I asked him how he presented the Prayer Path to the kids. I made it clear I wasn’t going to judge his explanation; I was just curious to hear what words he used. He nonchalantly responded, “I told them you think about the stuff that’s bothering you on the way in. You give it all to God at the center, and then you feel better on the way out.” I told him I though he nailed it!
Being the greedy mom I am, I then asked if we could walk the Prayer Path together, just the two of us. He agreed.
As we moved through the labyrinth, circling toward each other and away, I realized it was a complete metaphor for Zack’s adolescence. As much as he’s distancing himself from me to define the line where I end and he begins, he also keeps coming back. As much as we clash, and almost bumped into each other on the path, we were finding our rhythm of how to navigate the teen years and be in the path’s space together.
The metaphor continued when I compared how we were each approaching the walk. Zack was sprinting through it like it were a race, wanting to reach the end, just like he wants to be grown up already. I was savoring the experience and moving slowly, just like I wanted to slow down his growing away from me.

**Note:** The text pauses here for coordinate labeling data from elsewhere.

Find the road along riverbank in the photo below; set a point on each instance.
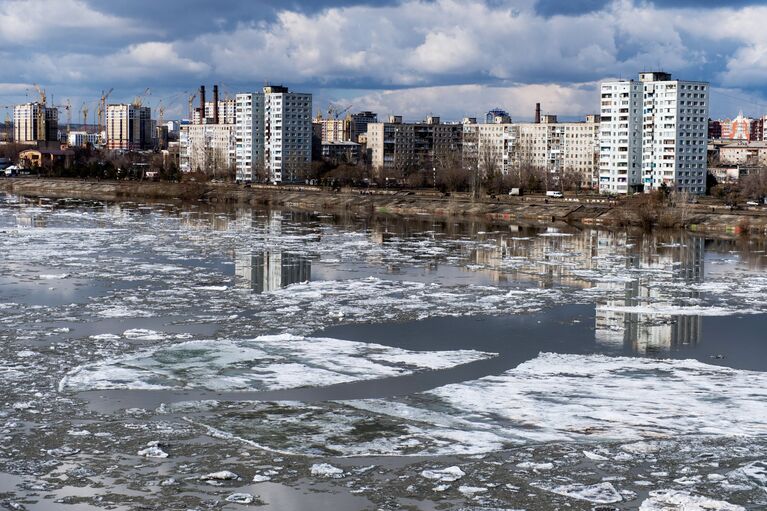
(710, 217)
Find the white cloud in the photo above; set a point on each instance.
(457, 101)
(26, 21)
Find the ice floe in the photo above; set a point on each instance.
(552, 398)
(600, 493)
(326, 470)
(447, 475)
(675, 500)
(265, 363)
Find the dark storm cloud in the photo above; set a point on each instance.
(513, 49)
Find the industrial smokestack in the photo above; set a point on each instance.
(202, 104)
(215, 104)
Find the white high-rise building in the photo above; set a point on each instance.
(274, 132)
(34, 122)
(653, 133)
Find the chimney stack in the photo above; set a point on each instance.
(215, 104)
(202, 104)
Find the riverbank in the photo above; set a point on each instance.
(709, 217)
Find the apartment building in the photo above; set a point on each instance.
(744, 153)
(359, 124)
(620, 138)
(128, 127)
(653, 134)
(549, 144)
(274, 133)
(208, 148)
(208, 143)
(82, 138)
(34, 122)
(490, 146)
(334, 130)
(400, 148)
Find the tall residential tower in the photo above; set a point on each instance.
(653, 134)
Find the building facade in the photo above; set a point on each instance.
(34, 122)
(274, 132)
(208, 148)
(359, 124)
(744, 153)
(742, 128)
(399, 148)
(653, 134)
(82, 138)
(129, 127)
(553, 146)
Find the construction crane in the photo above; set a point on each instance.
(68, 108)
(161, 113)
(336, 112)
(41, 92)
(84, 110)
(102, 110)
(41, 125)
(191, 106)
(138, 101)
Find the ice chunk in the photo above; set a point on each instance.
(674, 500)
(265, 363)
(530, 465)
(153, 451)
(326, 470)
(223, 475)
(470, 491)
(240, 498)
(447, 475)
(600, 493)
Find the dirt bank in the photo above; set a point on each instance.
(709, 217)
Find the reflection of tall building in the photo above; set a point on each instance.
(269, 271)
(641, 332)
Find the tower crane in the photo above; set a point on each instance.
(102, 110)
(191, 106)
(41, 125)
(336, 112)
(139, 100)
(84, 110)
(68, 107)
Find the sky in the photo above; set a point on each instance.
(452, 58)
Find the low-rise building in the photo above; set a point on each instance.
(34, 122)
(341, 152)
(82, 138)
(741, 153)
(46, 158)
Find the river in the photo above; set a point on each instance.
(157, 356)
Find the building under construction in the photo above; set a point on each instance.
(34, 123)
(208, 144)
(128, 127)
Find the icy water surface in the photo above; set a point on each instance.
(156, 357)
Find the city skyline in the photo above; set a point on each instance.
(410, 58)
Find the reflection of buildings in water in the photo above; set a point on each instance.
(644, 333)
(28, 220)
(269, 271)
(205, 221)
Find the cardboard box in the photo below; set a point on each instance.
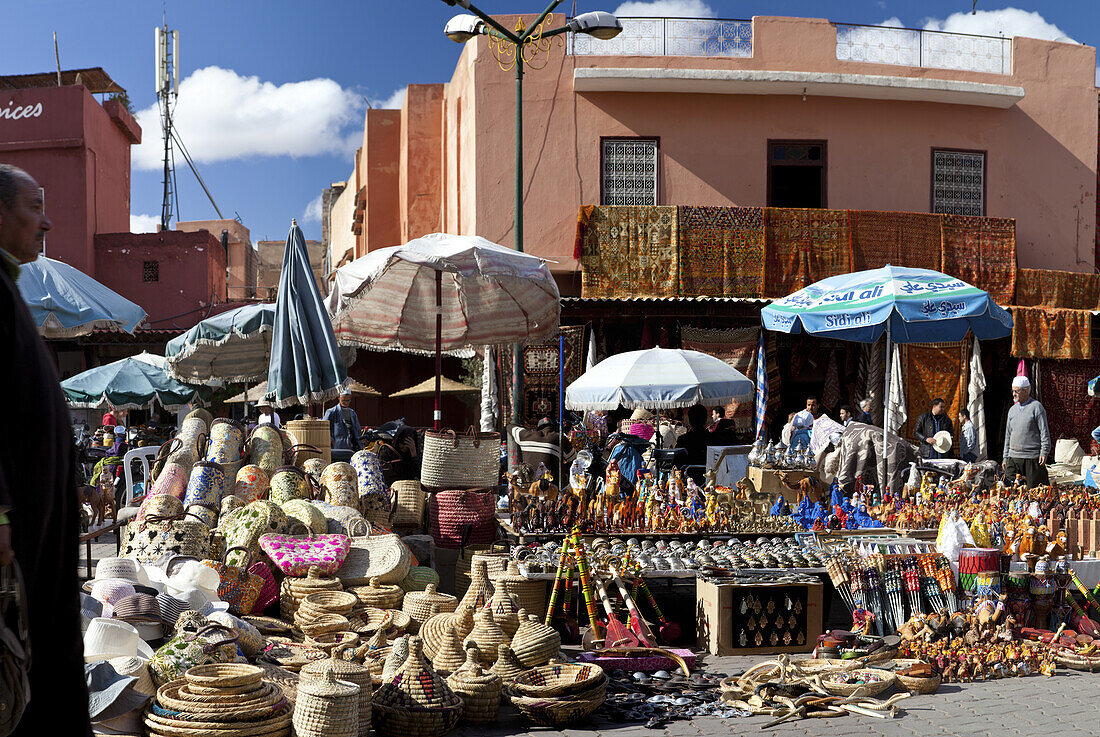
(766, 481)
(717, 624)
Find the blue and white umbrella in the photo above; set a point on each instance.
(909, 305)
(914, 305)
(66, 303)
(306, 365)
(658, 378)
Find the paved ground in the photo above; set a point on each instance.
(1063, 705)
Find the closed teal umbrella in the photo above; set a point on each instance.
(305, 365)
(132, 383)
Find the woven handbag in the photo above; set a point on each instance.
(458, 518)
(296, 556)
(239, 586)
(460, 461)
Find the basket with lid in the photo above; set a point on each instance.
(327, 706)
(416, 702)
(480, 691)
(417, 604)
(350, 671)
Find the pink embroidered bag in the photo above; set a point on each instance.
(294, 556)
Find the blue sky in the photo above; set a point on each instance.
(273, 92)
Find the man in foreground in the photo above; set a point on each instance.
(39, 523)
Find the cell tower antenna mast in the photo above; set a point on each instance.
(167, 90)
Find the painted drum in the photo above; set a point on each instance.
(980, 560)
(369, 472)
(227, 440)
(206, 485)
(251, 483)
(265, 446)
(288, 483)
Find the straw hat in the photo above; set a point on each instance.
(194, 574)
(110, 638)
(139, 669)
(119, 568)
(110, 591)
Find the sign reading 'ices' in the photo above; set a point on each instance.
(12, 111)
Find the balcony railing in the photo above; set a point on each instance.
(873, 44)
(671, 36)
(935, 50)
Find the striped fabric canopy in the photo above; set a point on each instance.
(491, 295)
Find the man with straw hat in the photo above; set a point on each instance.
(39, 525)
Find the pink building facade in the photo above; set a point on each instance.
(715, 112)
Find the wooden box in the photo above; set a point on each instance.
(719, 620)
(766, 481)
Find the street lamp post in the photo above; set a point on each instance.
(516, 50)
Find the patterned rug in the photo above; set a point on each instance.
(900, 239)
(981, 251)
(721, 251)
(803, 246)
(1070, 413)
(1041, 287)
(935, 371)
(541, 375)
(1043, 332)
(630, 252)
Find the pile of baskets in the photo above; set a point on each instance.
(294, 590)
(558, 695)
(229, 700)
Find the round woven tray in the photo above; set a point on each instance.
(223, 674)
(839, 689)
(561, 680)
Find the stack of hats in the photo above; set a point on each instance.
(143, 612)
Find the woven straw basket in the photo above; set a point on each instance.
(417, 604)
(382, 557)
(408, 503)
(416, 702)
(327, 707)
(480, 692)
(351, 672)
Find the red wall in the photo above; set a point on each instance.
(79, 152)
(191, 273)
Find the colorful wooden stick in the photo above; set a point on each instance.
(586, 589)
(558, 580)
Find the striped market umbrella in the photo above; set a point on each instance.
(443, 294)
(232, 347)
(306, 365)
(66, 303)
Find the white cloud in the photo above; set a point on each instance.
(392, 102)
(312, 212)
(221, 116)
(144, 223)
(1008, 22)
(666, 9)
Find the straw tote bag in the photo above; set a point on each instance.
(471, 460)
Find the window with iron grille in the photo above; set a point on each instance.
(958, 182)
(629, 172)
(151, 271)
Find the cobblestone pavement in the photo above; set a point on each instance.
(1063, 705)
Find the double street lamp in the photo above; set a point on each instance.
(517, 48)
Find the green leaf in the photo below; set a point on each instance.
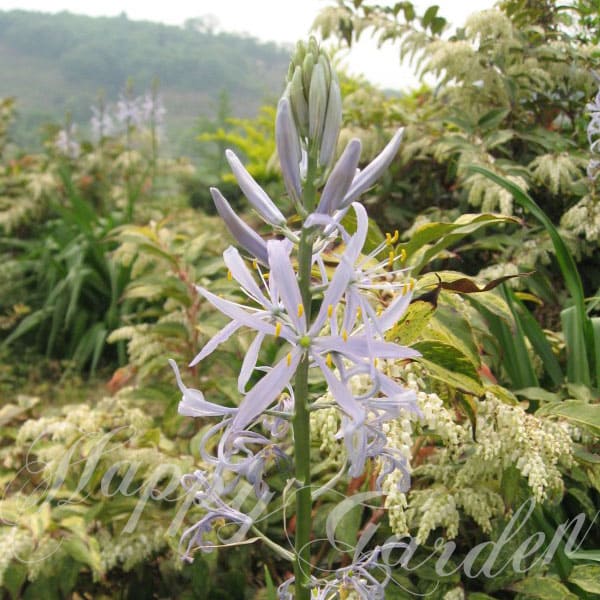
(411, 327)
(536, 336)
(511, 478)
(578, 369)
(587, 577)
(585, 555)
(543, 588)
(87, 554)
(447, 364)
(538, 394)
(14, 577)
(420, 250)
(271, 591)
(580, 413)
(493, 118)
(568, 267)
(429, 15)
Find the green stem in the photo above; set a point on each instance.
(301, 421)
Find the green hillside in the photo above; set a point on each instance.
(58, 63)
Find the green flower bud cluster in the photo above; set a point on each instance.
(314, 94)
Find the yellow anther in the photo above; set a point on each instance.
(391, 259)
(392, 239)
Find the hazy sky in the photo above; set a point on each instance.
(269, 20)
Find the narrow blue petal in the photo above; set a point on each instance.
(249, 362)
(287, 282)
(341, 393)
(341, 178)
(193, 403)
(245, 235)
(373, 171)
(394, 312)
(241, 273)
(237, 313)
(286, 138)
(266, 391)
(365, 347)
(215, 341)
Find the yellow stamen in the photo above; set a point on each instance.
(391, 258)
(392, 239)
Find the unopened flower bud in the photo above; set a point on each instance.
(314, 95)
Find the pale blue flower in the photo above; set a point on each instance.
(356, 579)
(243, 234)
(257, 197)
(218, 513)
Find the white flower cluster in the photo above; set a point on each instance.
(583, 219)
(324, 426)
(462, 475)
(509, 436)
(435, 507)
(15, 544)
(77, 424)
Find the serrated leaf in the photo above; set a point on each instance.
(411, 327)
(446, 363)
(87, 554)
(587, 577)
(577, 412)
(14, 577)
(543, 588)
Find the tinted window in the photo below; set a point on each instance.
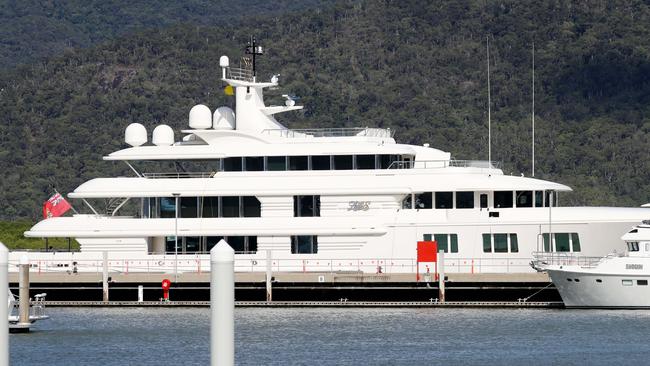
(465, 199)
(502, 199)
(320, 162)
(524, 198)
(298, 163)
(444, 200)
(276, 163)
(232, 164)
(254, 163)
(342, 162)
(365, 161)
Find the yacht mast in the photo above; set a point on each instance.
(487, 41)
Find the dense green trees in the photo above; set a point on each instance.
(417, 67)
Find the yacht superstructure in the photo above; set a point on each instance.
(320, 198)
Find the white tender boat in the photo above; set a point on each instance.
(335, 199)
(619, 280)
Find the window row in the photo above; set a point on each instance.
(562, 242)
(308, 162)
(203, 244)
(192, 207)
(446, 242)
(500, 243)
(466, 199)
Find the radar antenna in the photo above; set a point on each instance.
(253, 49)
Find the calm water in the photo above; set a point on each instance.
(131, 336)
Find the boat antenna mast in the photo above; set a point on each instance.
(253, 49)
(487, 42)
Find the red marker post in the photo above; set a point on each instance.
(166, 285)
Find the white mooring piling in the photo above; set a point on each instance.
(23, 293)
(4, 311)
(441, 276)
(222, 305)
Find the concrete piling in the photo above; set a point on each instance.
(4, 311)
(222, 305)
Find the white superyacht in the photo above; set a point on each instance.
(333, 199)
(619, 280)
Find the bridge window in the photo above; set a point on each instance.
(524, 198)
(365, 161)
(342, 162)
(320, 162)
(502, 199)
(232, 164)
(254, 163)
(464, 199)
(424, 200)
(306, 206)
(298, 163)
(444, 200)
(304, 244)
(276, 163)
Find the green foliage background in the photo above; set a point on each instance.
(417, 67)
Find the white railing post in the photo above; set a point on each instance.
(222, 305)
(4, 312)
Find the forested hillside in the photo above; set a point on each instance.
(417, 67)
(33, 29)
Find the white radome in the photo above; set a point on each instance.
(135, 134)
(224, 119)
(200, 117)
(163, 135)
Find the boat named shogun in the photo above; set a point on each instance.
(330, 199)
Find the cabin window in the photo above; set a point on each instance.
(298, 163)
(365, 161)
(254, 163)
(230, 207)
(210, 207)
(276, 163)
(563, 242)
(320, 162)
(306, 206)
(444, 200)
(342, 162)
(385, 161)
(232, 164)
(252, 207)
(189, 207)
(465, 199)
(424, 200)
(524, 198)
(167, 207)
(500, 243)
(502, 199)
(304, 244)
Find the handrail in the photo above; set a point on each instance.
(179, 175)
(332, 132)
(430, 164)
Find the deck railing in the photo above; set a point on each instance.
(331, 132)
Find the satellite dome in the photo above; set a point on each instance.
(135, 134)
(200, 117)
(224, 119)
(163, 135)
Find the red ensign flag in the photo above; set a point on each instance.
(55, 206)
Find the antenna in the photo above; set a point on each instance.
(487, 41)
(253, 49)
(533, 113)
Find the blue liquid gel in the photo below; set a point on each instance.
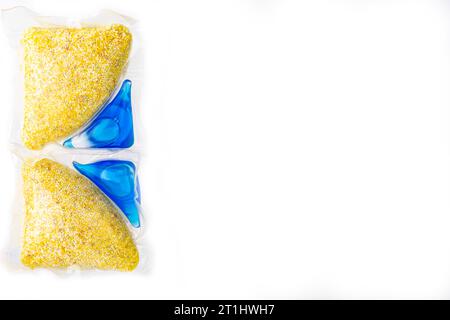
(118, 180)
(111, 128)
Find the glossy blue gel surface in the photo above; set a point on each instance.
(111, 128)
(118, 180)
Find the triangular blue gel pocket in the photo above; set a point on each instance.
(118, 180)
(112, 127)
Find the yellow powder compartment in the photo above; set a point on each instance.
(70, 222)
(69, 73)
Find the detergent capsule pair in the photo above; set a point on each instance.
(77, 94)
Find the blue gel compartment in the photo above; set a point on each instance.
(118, 180)
(111, 128)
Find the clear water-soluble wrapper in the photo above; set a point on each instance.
(80, 200)
(78, 80)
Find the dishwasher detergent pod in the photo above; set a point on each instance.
(69, 73)
(111, 128)
(118, 180)
(70, 222)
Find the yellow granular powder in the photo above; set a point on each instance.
(69, 74)
(70, 222)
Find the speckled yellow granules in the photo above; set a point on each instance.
(70, 222)
(69, 75)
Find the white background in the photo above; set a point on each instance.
(294, 149)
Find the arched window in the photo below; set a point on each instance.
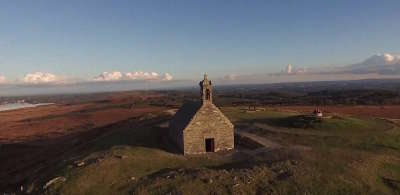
(208, 94)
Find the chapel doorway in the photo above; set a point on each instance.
(210, 145)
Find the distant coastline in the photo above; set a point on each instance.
(16, 106)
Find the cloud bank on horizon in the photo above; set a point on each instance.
(378, 66)
(40, 78)
(132, 76)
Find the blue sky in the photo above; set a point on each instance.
(84, 38)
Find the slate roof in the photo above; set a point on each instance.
(185, 114)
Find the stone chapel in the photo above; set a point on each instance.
(200, 127)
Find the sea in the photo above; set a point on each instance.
(16, 106)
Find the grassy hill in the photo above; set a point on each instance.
(339, 155)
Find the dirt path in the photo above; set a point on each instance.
(261, 140)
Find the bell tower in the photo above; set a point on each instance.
(206, 90)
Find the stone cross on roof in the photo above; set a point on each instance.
(205, 89)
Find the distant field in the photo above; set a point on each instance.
(385, 111)
(345, 155)
(118, 145)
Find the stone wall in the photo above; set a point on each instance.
(209, 122)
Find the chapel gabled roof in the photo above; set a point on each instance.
(185, 114)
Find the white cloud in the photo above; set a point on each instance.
(2, 79)
(167, 77)
(40, 78)
(109, 76)
(131, 76)
(230, 77)
(386, 64)
(290, 69)
(381, 59)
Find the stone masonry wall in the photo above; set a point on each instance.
(209, 122)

Thinking about our path ahead, I started to worry. I began questioning my ability to parent him through the maze of adolescence. I was feeling very ill equipped with my lack of experience and patience.
That’s when I heard God say, “I’ve got him. He’s in the circle of My love.” It was so clear and profound, my breath caught in my throat. But as I leaned into God’s words, I found myself exhaling deeper than I have in a long time.
We moms analyze and dissect every interaction we have with our kids. We fixate on what we do right, what we do wrong, and the damage we might be causing our children in the process. We strive to fix our kids’ problems, and pave their way to a safe and smooth journey through life.
But the real truth is: Beyond loving them and doing our best, the rest is in God’s hands. No matter the ins and outs, and ups and downs of raising them, our kids are in the circle of His love. They will be fine.
Questions for Reflection:
* Do I over-analyze what I do in my motherhood and its effect on my kids?
* Do I find relief when I realize my kids are in the circle of God’s love?